In our analysis, we also noticed that some clusters with high replication lag issues were also using STATEMENT-based replication. So we wanted to understand if multi-threaded replication on 5.7 works well with STATEMENT-based replication as well.

We repeated the test case using binlog_format = statement. Here is the test configuration specification:

Benchmark Tool

Sysbench

Command

sysbench --db-driver=mysql --mysql-user=sbtest --mysql-host=10.54.2.218 --mysql-password='test' --mysql-db=test --mysql_storage_engine=innodb --table_size=10000000 --tables=8 --threads=8  /usr/share/sysbench/oltp_write_only.lua --time=1200 runTest Results

MySQL 5.6 Load QPS and Replication lag

MySQL 5.7 Load QPS and Replication lag

From the graph, we see that load has been running for the same duration both in the 5.7 and 5.6 clusters. An hour’s replication lag was observed on 5.6 clusters, whereas 3 min replication lag was seen on 5.7 clusters.

While both 5.6 and 5.7 MySQL versions offer multi-threaded replication, MySQL 5.6 supports only the “Database” replication type. This improves the replication performance to some extent only when the cluster has multiple databases. MySQL 5.7 supports both “Database” and “Logical_clock” replication types. In the LOGICAL_CLOCK type, transactions that are part of the same binary log group commit on a master are applied in parallel to a replica. There are no cross-database constraints, and data does not need to be partitioned into multiple databases.

Improved Replication performance in v8.0

MySQL v8.0 brings a few more improvements in the replication performance. It adds a much improved parallel applier by relying on transaction WRITESETs (roughly the set of rows changed). This also allows the applier to install changes in parallel even for single-threaded workloads coming in from replication.
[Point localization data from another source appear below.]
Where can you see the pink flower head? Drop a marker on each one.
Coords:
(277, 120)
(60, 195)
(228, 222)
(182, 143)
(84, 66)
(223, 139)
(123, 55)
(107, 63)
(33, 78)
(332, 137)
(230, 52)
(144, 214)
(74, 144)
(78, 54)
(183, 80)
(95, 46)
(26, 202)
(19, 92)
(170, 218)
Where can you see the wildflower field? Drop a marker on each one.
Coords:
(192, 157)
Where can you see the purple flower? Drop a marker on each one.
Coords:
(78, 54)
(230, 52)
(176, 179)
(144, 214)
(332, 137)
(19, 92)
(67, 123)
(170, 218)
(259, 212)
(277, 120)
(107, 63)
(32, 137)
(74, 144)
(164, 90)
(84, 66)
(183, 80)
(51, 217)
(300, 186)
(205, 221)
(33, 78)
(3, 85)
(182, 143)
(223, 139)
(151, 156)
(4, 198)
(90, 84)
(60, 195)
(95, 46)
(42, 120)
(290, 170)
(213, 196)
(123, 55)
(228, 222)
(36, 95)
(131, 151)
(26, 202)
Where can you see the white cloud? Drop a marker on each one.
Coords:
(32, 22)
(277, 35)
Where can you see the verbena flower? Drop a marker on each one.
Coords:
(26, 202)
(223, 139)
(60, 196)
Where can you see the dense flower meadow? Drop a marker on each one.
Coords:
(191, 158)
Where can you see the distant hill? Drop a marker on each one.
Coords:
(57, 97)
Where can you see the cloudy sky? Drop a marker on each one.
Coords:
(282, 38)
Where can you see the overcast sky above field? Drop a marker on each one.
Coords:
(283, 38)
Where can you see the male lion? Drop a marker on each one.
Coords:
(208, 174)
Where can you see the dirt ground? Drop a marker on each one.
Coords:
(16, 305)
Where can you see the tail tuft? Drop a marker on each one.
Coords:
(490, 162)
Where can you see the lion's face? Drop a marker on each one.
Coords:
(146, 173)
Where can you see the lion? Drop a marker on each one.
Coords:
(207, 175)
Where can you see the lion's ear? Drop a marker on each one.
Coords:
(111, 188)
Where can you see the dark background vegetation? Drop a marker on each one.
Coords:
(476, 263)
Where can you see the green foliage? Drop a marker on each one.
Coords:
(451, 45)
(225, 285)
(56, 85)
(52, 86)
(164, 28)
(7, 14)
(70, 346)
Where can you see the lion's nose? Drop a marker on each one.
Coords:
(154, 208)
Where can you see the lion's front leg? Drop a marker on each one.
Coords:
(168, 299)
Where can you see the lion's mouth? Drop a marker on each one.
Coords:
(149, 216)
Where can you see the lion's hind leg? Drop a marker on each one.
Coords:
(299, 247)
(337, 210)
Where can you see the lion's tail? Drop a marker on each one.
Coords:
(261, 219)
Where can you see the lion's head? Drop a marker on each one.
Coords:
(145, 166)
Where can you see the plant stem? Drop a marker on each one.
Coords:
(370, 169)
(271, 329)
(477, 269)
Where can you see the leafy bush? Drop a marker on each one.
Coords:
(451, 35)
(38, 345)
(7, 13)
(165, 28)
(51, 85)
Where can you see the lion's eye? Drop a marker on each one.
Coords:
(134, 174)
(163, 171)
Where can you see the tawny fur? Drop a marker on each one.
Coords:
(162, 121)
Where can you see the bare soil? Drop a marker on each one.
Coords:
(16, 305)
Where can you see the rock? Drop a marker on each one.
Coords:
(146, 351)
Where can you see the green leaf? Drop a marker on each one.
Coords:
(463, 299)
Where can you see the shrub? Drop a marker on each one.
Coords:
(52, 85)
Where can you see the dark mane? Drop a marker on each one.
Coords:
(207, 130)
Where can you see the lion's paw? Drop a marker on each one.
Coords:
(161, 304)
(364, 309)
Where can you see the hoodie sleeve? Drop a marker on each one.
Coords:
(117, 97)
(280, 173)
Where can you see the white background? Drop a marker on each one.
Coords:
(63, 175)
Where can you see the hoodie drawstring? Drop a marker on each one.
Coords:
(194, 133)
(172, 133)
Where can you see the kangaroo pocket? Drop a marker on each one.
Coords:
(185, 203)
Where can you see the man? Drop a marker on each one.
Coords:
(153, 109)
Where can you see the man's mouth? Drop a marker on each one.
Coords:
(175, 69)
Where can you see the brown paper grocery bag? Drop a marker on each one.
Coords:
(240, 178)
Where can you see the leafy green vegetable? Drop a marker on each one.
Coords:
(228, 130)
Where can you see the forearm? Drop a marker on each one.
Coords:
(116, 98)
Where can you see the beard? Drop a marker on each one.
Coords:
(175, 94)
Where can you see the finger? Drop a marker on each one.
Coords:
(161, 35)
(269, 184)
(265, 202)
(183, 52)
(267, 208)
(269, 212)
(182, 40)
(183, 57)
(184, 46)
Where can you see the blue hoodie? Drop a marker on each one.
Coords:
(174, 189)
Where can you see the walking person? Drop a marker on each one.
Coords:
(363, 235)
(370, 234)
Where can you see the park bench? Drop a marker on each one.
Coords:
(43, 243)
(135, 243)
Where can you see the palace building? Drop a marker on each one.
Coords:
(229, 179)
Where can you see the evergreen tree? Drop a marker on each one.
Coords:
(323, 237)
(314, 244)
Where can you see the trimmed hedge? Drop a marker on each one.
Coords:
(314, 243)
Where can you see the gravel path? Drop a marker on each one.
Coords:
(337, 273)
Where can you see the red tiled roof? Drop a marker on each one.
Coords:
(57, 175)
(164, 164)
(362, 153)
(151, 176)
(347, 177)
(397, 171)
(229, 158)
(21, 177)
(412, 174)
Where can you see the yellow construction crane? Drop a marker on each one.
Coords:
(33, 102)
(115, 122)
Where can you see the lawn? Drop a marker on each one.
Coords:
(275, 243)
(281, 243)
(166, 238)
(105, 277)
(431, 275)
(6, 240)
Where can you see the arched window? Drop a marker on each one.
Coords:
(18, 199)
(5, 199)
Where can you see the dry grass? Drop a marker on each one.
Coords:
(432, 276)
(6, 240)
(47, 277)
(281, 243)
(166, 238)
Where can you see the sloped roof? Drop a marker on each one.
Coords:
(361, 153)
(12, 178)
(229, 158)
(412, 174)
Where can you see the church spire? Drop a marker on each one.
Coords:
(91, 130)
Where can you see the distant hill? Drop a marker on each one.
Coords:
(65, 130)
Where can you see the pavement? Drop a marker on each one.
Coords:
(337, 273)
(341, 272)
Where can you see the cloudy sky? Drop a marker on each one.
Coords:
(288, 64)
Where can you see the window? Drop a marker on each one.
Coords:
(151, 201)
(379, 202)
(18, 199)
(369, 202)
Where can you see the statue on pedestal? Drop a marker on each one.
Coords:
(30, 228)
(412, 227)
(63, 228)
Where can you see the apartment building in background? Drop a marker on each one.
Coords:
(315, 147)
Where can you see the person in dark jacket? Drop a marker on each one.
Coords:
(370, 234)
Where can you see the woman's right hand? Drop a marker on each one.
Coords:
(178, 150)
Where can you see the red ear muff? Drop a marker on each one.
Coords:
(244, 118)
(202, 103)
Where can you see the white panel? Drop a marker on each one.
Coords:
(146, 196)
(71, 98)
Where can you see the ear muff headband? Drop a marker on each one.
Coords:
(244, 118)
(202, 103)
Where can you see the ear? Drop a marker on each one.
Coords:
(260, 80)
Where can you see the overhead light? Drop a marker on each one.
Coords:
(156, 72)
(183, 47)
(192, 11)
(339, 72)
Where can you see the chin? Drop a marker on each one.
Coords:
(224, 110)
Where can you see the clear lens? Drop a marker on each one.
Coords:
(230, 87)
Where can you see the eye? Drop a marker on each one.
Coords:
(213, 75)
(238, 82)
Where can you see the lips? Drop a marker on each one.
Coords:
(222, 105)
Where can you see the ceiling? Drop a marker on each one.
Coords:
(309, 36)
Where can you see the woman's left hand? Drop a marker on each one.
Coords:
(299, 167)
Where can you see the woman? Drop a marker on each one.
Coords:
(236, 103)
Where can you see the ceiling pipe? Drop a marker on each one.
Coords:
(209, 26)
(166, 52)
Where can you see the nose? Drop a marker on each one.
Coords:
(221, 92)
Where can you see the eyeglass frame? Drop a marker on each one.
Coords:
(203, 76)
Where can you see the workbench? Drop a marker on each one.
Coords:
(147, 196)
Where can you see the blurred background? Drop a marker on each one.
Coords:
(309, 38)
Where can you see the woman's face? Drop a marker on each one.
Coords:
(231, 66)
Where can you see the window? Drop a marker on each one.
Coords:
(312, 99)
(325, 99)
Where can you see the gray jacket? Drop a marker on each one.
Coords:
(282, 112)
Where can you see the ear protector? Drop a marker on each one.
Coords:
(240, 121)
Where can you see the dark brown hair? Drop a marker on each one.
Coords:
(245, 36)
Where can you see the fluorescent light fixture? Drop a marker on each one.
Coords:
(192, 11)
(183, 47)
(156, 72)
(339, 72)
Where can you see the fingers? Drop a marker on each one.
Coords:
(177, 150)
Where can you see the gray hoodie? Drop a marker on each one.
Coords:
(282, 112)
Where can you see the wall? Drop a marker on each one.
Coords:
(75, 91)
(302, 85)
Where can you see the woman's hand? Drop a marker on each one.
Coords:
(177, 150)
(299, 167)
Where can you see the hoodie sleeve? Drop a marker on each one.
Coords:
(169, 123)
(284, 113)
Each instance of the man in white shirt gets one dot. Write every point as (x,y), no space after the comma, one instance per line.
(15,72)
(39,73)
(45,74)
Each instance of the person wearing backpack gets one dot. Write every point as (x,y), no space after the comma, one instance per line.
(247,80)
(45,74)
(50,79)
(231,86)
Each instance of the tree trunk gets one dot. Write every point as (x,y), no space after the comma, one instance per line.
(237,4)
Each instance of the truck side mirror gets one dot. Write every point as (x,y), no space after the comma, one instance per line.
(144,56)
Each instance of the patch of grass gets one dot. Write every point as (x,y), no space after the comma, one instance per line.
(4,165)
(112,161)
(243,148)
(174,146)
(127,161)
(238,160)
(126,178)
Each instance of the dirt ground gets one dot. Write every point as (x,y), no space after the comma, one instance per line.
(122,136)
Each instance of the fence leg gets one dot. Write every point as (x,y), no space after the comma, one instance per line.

There is an improved synchronization mechanism between the receiver and applier threads, which translates into less contention between the receiver and applier threads.

Recommendations

If your setup is like the one presented in this article, here are a few informed suggestions that may be useful to bring down the replication lag significantly:

• Use Row-based replication: Even when there is a lower speedup, the execution time is much smaller in ROW-based replication with minimal images than in STATEMENT-based replication.
• Use MTS threads frugally: Too many MTS threads often increase the synchronization effort between threads and reduce the benefits. While a lot of these decisions are based on workloads, we suggest an estimated usage of 4 to 8 threads for ROW-based replication, a slightly higher number for STATEMENT-based replication, and a few more to accommodate the durability requirements.
• Upgrade MySQL versions incrementally: Upgrade from MySQL v5.6 to v5.7 and then to v8.0 if you are already using MySQL v5.6. For new MySQL deployments, directly install v8.0.
• Don’t parallelize too much: Too many parallel applier threads increase the synchronization effort between threads and may bring reduced benefits.
• Relax the durability setting: If your replica bottlenecked at high I/O, and high amount of content pending a flush to disk, and If your system can tolerate some data loss under rare conditions, you might decide to relax durability settings like sync_binlog = 0 and ​​innodb_flush_log_at_trx_commit = 0. This will help reduce overhead when you COMMIT transactions.